Steel Industry Needs Presidential Action to Survive

Bethlehem Steel Corporation, and the entire U.S. steel industry, is fighting for its life. We as a nation are at a crossroads: we can decide that maintaining a U.S. steel industry is vital to our national interests, or we can watch it wither and die. The decision rests with President Bush, and we will know what it is by February.

    The U.S. steel industry has been in crisis since 1998, when a flood of imports were dumped on our market, making it impossible for U.S. manufacturers to compete with subsidized foreign steelmakers. Since 1998, 26 U.S. steel companies – including Beth Steel – have filed for bankruptcy. In December, Bethlehem Steel announced it was in merger talks with U.S. Steel Corp. Recently, the International Trade Commission (ITC) ruled that the U.S. steel industry had been seriously "injured" by the flood of foreign imports and recommended a range of tariffs and quotas on steel imports. The ITC's recommendations have been forwarded to the President, but are not binding. The President is expected to announce his decision in February.

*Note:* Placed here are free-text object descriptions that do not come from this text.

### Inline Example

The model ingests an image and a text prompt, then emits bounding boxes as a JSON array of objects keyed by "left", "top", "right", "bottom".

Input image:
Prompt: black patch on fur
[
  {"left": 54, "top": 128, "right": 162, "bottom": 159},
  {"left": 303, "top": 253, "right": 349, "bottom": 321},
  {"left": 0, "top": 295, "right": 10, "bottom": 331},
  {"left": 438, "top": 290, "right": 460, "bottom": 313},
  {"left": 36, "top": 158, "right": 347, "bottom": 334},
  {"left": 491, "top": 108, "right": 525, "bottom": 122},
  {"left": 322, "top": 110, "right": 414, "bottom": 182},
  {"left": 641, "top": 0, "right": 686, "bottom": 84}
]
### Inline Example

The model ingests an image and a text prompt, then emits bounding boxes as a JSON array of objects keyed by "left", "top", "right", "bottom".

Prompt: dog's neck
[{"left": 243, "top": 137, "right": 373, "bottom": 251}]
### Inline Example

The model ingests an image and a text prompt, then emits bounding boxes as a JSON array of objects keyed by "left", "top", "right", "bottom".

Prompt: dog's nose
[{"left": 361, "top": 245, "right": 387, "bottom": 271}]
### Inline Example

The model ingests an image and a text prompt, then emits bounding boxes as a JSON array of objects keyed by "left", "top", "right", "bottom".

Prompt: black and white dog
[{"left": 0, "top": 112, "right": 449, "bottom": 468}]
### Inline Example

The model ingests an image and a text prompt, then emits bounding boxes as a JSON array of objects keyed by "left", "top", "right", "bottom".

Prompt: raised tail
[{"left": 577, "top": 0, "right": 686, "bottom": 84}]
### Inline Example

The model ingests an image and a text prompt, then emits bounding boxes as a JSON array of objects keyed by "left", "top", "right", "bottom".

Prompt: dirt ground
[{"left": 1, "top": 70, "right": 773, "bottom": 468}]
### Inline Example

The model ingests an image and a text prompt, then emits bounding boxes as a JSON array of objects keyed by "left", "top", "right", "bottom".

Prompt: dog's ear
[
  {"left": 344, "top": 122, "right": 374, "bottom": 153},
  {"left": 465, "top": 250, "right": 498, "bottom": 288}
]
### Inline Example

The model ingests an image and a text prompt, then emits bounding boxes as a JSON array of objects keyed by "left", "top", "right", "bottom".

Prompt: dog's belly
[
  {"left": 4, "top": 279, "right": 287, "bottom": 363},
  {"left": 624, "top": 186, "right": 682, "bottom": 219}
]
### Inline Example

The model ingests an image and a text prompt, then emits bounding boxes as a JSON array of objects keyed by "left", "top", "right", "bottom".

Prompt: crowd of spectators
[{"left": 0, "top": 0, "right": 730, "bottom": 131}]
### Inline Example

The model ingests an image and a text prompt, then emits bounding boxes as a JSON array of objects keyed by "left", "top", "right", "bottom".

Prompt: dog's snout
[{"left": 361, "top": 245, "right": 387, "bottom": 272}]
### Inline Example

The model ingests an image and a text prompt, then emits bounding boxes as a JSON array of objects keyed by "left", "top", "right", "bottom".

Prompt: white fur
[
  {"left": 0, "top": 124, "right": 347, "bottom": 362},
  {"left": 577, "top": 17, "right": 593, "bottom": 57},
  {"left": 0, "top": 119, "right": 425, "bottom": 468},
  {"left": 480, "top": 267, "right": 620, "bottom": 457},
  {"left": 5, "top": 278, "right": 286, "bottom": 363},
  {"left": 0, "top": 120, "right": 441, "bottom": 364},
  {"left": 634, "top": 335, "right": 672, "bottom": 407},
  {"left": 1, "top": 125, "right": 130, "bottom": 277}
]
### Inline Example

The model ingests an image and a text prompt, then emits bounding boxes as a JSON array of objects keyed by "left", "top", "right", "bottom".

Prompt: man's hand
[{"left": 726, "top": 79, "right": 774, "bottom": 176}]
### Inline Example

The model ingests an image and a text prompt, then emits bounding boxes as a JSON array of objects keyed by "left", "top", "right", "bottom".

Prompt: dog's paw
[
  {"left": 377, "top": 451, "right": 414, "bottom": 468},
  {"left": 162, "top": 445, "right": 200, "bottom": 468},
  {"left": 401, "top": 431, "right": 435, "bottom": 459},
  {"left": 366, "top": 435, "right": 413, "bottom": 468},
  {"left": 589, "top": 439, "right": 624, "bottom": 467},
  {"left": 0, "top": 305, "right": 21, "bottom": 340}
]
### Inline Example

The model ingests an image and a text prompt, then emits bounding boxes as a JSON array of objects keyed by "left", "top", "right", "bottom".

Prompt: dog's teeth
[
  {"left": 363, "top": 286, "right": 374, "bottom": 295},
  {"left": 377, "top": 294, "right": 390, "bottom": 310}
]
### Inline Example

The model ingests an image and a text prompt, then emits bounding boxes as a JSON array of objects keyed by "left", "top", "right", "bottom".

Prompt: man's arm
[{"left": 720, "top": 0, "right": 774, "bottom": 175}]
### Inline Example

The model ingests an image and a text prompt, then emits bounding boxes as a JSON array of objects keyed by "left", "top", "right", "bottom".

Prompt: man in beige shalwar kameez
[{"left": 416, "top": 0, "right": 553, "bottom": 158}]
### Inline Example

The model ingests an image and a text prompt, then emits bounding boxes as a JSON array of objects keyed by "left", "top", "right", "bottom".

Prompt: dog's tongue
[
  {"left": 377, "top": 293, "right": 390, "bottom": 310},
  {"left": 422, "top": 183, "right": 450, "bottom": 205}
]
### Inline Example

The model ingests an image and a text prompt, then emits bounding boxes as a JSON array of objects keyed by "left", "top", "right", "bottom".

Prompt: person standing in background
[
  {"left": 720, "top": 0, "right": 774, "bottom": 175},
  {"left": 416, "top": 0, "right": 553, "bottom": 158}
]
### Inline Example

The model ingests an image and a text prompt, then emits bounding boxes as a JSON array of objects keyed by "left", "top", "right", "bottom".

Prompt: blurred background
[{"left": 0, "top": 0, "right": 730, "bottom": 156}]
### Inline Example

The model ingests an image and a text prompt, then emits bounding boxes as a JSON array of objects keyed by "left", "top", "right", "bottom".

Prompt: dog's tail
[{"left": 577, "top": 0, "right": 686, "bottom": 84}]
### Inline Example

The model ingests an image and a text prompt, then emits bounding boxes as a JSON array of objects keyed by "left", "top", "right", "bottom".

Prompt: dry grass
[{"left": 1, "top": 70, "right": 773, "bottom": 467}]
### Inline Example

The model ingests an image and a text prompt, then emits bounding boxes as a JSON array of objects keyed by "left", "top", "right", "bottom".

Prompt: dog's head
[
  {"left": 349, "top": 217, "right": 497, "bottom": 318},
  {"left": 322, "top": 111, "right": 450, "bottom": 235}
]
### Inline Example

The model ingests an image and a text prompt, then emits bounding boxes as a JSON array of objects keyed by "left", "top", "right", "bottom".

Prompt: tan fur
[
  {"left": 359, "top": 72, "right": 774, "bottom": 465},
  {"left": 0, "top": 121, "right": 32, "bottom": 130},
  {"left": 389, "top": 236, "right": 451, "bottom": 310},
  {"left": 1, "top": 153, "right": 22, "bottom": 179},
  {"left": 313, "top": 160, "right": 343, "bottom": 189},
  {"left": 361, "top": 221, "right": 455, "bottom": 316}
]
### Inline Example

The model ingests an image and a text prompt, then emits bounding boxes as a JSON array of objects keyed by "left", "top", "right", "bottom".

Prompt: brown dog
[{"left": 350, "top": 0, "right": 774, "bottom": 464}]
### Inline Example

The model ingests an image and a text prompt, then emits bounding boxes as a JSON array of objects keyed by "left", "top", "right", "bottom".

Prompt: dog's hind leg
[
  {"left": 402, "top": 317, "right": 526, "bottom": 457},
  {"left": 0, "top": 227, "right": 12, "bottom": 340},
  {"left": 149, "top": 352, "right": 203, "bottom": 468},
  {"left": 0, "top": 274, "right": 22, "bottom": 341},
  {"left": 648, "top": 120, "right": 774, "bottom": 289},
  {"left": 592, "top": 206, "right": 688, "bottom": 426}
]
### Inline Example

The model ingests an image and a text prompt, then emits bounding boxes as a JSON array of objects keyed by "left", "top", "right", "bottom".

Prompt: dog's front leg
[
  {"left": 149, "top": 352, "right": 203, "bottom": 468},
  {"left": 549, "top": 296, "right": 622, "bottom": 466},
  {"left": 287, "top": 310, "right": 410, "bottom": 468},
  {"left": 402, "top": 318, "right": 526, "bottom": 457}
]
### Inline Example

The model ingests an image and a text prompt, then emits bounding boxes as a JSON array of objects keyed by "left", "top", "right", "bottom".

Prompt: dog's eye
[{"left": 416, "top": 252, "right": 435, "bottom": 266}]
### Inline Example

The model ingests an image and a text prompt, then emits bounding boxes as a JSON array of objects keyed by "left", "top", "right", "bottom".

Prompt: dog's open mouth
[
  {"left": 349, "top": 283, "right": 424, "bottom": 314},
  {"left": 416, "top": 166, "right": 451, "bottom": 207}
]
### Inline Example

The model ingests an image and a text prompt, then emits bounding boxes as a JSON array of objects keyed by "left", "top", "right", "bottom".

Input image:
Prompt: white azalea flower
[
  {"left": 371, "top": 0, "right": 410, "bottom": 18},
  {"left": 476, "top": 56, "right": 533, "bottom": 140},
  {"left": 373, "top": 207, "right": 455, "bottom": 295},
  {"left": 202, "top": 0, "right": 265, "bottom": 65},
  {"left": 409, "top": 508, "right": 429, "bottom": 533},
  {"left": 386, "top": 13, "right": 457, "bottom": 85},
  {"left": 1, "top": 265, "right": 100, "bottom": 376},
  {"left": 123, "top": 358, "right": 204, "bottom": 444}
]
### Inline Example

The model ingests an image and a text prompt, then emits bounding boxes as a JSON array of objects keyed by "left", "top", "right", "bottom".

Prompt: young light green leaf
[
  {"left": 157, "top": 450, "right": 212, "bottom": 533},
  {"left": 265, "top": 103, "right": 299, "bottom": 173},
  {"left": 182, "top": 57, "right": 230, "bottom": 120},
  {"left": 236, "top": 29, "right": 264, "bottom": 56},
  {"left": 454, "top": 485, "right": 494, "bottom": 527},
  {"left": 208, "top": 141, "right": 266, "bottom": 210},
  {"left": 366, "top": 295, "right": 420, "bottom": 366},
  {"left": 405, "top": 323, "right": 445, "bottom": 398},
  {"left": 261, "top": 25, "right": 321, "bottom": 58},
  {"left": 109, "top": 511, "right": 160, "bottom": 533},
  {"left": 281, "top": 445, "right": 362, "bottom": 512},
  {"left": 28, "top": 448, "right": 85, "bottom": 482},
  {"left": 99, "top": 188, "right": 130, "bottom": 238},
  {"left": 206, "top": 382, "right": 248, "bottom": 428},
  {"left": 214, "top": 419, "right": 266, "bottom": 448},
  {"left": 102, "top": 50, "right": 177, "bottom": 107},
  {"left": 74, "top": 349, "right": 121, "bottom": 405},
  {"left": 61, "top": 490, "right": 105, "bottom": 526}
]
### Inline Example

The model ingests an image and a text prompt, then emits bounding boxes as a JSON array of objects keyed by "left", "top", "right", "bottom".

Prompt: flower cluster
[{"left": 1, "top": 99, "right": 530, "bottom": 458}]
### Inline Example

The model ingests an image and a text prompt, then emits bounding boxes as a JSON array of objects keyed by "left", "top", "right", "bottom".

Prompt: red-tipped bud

    As a member of the Steel Caucus and a proponent of several bipartisan measures to revitalize the U.S. steel industry, I have urged President Bush to act quickly to go beyond the ITC's recommendations and impose a significant enough penalty to ensure the continued viability of the U.S. steel industry. It is within the President's authority to take such action.

    As we await the President's decision, the issue of "legacy costs" for the steel industry has only served to exacerbate the industry's financial crisis. Legacy costs – pension and health care costs for retired workers – is a major stumbling block to a merger of Bethlehem Steel and U.S. Steel.

    The burden of legacy costs is a result of governmental policies of the 1980s and early 1990s. At that time, as part of our trade policy, the United States signed Voluntary Restraint Agreements (VRAs), reducing the amount of steel produced. The end result was a decrease in U.S. capacity, substantially increasing in the number of retired steelworkers whose pension and health care costs had to be picked up by the U.S. steel industry.

    These legacy costs have seriously saddled the steel industry with heavy debt. Currently, Bethlehem Steel annually pays approximately $600 million for pensions and $200 million for health care and life insurance for its 75,000 retirees. As a percentage of the cost of sales, total retiree benefits is approximately 20%. It is important that the retirees are protected, but at the same time the Administration should use the revenues gained from the penalties imposed on steel imports to help the U.S. steel companies defray these legacy costs.

    There is no question that the very survival of the U.S. steel industry is in question. I urge the President to act decisively to impose significant enough tariffs to allow the U.S. steel industry to compete with foreign manufacturers.

    The U.S. steel industry is vital to our national interests. As the leading world power, it would not be wise to lose our steel producing ability and become dependent on foreign manufacturers. That would be a shortsighted and reckless policy, indeed.